Cerezas en el abismo: la belleza indecible de «En el cielo, una nube»
Escribe | David Marroquí Newell
Editorial: Satori (2023)
Nº de páginas: 122
ISBN: 978-84-19035-54-7
Autor: Manuel Astur
Ilustraciones: Wences Lama
Idioma original: Castellano
Morirá sin duda, ya sea en las fauces del tigre o despeñado por el precipicio. Pero entonces se da cuenta de que el arbolito donde están subidos es un cerezo silvestre: en la rama hay un puñado de cerezas rojas. En un último esfuerzo, extiende una mano y las coge. Se las lleva a la boca. Qué alegría: las cerezas están deliciosas.
Este libro es una obra maravillosa. Así, sin más, podría quedar esta reseña. Al mismo tiempo esa palabra, así, estática, carecería realmente de cualquier significado. Porque cada palabra que intente acercarse a la verdad que encierra se desvanecería antes de tratar de alcanzarla.
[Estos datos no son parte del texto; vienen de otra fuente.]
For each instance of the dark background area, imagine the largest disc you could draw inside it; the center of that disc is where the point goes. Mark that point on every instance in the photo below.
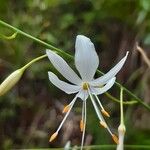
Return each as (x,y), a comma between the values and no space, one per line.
(32,110)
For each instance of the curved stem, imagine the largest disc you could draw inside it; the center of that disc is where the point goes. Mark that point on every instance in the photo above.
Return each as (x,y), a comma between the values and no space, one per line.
(32,61)
(70,57)
(118,101)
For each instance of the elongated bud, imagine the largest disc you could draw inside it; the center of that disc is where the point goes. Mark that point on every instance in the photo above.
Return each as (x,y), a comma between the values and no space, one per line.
(66,109)
(105,113)
(82,124)
(103,124)
(10,81)
(115,138)
(53,137)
Es una de las deficiencias que tenemos los poetas: creer que podemos apenas rozar la verdad, la realidad, con nuestros versos o con nuestra prosa, con nuestra fotografía o arte visual. Esto es algo que afiancé con Ben Lerner y su libro ensayo The Hatred of Poetry, donde decía que «el poeta es un poeta fracasado».
The poet is a failed poet. The poet is one who, confronted with the incapacity of language to bridge the gap between subject and object, nonetheless must use language to make that impossibility palpable.
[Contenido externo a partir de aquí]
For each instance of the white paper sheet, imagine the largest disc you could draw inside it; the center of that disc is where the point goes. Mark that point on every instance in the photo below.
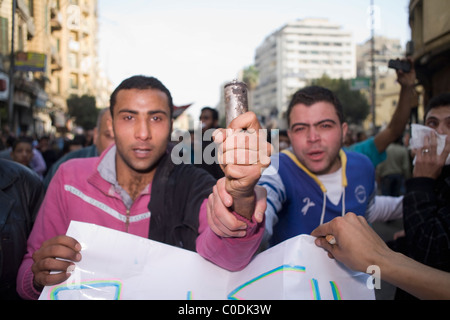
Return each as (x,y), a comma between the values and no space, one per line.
(120,266)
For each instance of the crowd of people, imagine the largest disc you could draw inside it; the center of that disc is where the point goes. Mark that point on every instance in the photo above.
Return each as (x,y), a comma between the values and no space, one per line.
(126,180)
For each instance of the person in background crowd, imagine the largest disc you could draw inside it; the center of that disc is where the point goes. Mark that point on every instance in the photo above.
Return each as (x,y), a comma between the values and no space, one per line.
(103,138)
(21,194)
(394,170)
(48,153)
(375,147)
(426,204)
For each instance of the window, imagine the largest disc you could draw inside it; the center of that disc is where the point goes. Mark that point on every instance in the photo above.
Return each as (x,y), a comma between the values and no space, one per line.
(74,81)
(4,37)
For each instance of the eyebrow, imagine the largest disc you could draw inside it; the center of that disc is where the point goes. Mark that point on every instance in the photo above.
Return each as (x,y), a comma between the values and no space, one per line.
(151,112)
(314,124)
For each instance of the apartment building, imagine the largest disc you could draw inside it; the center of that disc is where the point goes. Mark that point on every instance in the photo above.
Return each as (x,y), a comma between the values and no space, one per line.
(65,33)
(430,38)
(297,53)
No importa la forma que se use, la metáfora, el recurso final que deje a un lector boquiabierto, a una lectora ojiplática. La verdad ya nos ha dado esquinazo. Porque la belleza, la verdad, es y está en ese mismísimo instante y todo lo que intentamos hacer es encerrarlo en palabras, unas casillas que actúan como celdas y que pretenden reproducir una visión, una sensación, una música, que ya pasó, que ya no existe. De esto también va este libro. Porque este libro no contiene enseñanzas, no contiene moralejas, pero sí que contiene una verdad, como toda obra.
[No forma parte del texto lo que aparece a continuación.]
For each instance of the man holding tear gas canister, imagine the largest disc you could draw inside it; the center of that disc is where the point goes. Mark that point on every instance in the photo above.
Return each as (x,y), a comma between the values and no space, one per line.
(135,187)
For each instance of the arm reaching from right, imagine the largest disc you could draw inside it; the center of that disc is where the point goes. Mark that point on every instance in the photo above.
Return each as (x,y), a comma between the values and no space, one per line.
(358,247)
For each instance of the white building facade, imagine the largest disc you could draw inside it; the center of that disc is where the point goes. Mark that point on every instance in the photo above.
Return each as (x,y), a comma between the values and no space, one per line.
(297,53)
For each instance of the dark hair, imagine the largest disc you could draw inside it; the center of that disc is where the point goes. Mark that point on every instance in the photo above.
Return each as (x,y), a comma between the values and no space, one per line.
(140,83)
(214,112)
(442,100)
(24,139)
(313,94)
Siento que me ocurre lo mismo si intento buscar la forma de describir En el cielo, una nube. ¿Cómo hablas de un libro cuya pretensión no es decirte algo, que no quiere decirte nada y nada dice, que no busca llenarte, sino vaciarte, y de esta forma es como te llena? Ante esto, la mejor elección sería callar; pero no estoy aquí para eso, faltaría menos, sino para errar en mis palabras para que ustedes acertéis en la lectura.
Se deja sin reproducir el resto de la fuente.